When a transformer performs in-context learning (receiving a sequence of $(x_i, y_i)$ pairs followed by a query $x_*$ and producing a prediction $\hat y_*$ without any weight updates) there is a natural question about what computation it is actually performing. The model's weights are fixed; only the context changes. So whatever function maps the context and query to the prediction is implicitly encoded in the architecture and the learned parameters. Understanding that function is a problem of building a self-model: a description of the system's own internal computation that is detailed enough to be predictive.

Recent theoretical work, beginning with von Oswald et al. (2023) and Akyürek et al. (2023), has established that for single-layer linear attention, in-context learning implements one step of gradient descent on a least-squares objective defined by the in-context examples. By extension, a depth- $t$ linear-attention transformer implements $t$ steps of preconditioned gradient descent, which converges to the kernel ridge regression (KRR) solution. This is a surprisingly clean correspondence — the transformer is not merely similar to a kernel method; under linear attention, it is one.

MetaRepICL asks how far this correspondence extends once the simplifying assumptions are relaxed: softmax attention instead of linear, learned representations instead of raw inputs, and distribution shift between training and evaluation.

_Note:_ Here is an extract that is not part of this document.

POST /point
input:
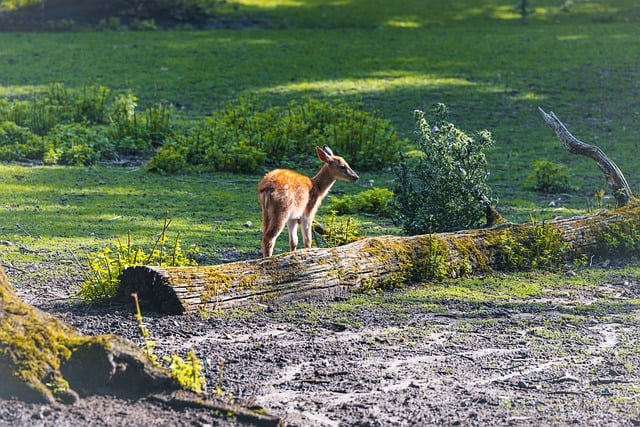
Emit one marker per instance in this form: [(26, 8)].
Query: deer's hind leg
[(272, 226)]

Aim 1: an explicit construction for linear attention

The first part of the project makes the linear-attention–KRR correspondence constructive. Rather than proving an existence result, it builds an explicit transformer architecture whose layers implement conjugate gradient (CG) iterations for the KRR normal equations

$(\mathbf{K} + \lambda I)\alpha = \mathbf{y}$

where $\mathbf{K}$ is the kernel matrix over the support representations. The construction uses three components:

Attention heads that compute kernel matrix-vector products $(K\mathbf{p})_j$ through query-key-value projections over the support tokens.
Aggregator tokens that compute global reductions needed by CG: residual norms, step sizes, and conjugacy corrections.
MLP blocks that perform the per-token state updates for the CG iterates ( $\alpha$ , $r$ , $p$ ).

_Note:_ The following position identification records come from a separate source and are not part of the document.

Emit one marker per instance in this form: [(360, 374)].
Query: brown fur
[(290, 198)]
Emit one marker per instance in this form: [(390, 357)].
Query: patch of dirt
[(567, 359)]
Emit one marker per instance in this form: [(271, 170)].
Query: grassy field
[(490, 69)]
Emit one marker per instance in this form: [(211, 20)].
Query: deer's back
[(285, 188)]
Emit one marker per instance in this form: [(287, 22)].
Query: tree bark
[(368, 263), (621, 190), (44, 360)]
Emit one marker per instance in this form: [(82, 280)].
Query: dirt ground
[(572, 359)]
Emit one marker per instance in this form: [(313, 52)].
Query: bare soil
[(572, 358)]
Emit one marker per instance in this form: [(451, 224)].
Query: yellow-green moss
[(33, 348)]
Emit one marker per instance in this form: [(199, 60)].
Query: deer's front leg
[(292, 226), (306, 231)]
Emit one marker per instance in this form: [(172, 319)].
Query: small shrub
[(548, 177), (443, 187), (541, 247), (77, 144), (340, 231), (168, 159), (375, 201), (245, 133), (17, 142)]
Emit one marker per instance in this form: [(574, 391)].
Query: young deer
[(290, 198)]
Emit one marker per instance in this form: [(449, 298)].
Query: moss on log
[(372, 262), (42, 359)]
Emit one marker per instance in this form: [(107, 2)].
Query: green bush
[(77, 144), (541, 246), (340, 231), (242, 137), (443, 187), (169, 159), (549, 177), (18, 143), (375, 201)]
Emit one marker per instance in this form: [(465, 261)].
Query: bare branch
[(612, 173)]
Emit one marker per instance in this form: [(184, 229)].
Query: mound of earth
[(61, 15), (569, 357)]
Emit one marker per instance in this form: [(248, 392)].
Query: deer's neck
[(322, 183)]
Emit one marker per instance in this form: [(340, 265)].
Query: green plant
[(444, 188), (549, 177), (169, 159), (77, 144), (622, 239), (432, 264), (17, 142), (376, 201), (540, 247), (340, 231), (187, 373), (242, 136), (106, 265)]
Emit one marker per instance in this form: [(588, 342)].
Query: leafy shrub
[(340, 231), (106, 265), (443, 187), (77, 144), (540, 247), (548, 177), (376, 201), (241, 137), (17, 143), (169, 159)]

A linear-attention transformer of depth $t$ built this way runs $t$ CG iterations, and CG converges at a rate governed by the condition number $\kappa$ of $\mathbf{K}$ . So the architecture can approximate the KRR solution to arbitrary precision given sufficient depth. The construction also makes explicit what limits convergence: the effective rank of the kernel matrix and the width of the attention heads, which together determine how accurately the matrix-vector products are computed.

Aim 2: the softmax extension

Softmax attention computes $\text{softmax}(QK^\top / \sqrt{d})V$ , which, unlike linear attention, does not correspond to a simple inner-product kernel. The softmax operation induces something closer to an exponential kernel $k(x, x') \propto \exp(x^\top x' / \sqrt{d})$ , though the correspondence is not exact because of the normalization.

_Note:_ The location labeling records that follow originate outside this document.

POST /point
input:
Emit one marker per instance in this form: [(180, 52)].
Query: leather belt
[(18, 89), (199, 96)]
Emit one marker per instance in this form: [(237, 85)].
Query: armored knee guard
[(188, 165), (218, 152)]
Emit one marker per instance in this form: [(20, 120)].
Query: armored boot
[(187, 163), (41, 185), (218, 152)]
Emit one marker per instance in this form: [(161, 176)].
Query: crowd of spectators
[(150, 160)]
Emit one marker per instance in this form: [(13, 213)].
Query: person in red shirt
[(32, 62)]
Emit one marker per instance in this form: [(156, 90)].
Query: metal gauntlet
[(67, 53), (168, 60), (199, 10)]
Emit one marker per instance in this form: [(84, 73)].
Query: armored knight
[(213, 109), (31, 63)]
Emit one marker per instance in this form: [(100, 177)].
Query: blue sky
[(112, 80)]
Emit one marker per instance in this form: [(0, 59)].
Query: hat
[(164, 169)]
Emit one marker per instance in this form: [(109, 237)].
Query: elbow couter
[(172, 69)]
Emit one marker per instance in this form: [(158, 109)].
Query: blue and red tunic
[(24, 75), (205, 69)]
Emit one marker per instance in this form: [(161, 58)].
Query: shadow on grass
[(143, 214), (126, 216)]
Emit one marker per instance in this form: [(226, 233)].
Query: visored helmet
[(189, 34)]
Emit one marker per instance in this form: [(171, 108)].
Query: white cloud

The question is whether the ICL prediction under softmax attention still approximates KRR under this induced kernel. MetaRepICL measures this by computing the operator-norm distance $\lVert \tilde{K} - K_{\exp} \rVert_2$ between the attention-induced similarity matrix and the exponential kernel matrix on the support set.

Findings so far

Three observations, all preliminary:

The constructive CG mapping works as expected: the hand-wired linear-attention stack converges to the KRR solution at the predicted CG rate on synthetic regression tasks.
Width matters in a specific way. Under a rank- $m$ random projection simulating finite head dimension, the prediction error approaches the oracle KRR solution as $m$ increases, and the convergence tracks the effective dimension $d_{\text{eff}}(\lambda) = \text{tr}(\mathbf{K}(\mathbf{K} + \lambda I)^{-1})$ .
The softmax-kernel alignment holds for in-distribution tasks but degrades on out-of-distribution prompts. This suggests that the learned kernel specializes to the training distribution; the transformer learns to approximate KRR on tasks it has seen, but the approximation does not transfer robustly.

The third finding is, I think, the most interesting, and also the most preliminary. It suggests that the mechanistic story "ICL is kernel regression" is true in a distribution-dependent sense: the transformer implements something close to KRR on the task distribution it was trained on, but the correspondence is a property of the training distribution, not of the architecture alone.

Connection to the broader theme

The companion post on StableGLM asks whether model explanations are stable across the set of near-optimal models. This post asks a related question: whether our mechanistic understanding of what a model computes is stable across input distributions. In both cases, the answer is conditional — explanations and mechanistic descriptions hold within certain regions of parameter space or input space, and break down outside them.

The shared premise is that understanding a model is not a binary. There is a continuum between "we have a complete mechanistic account" and "we have no idea what it is doing," and the useful work is in characterizing where on that continuum a given description sits, and what causes it to degrade.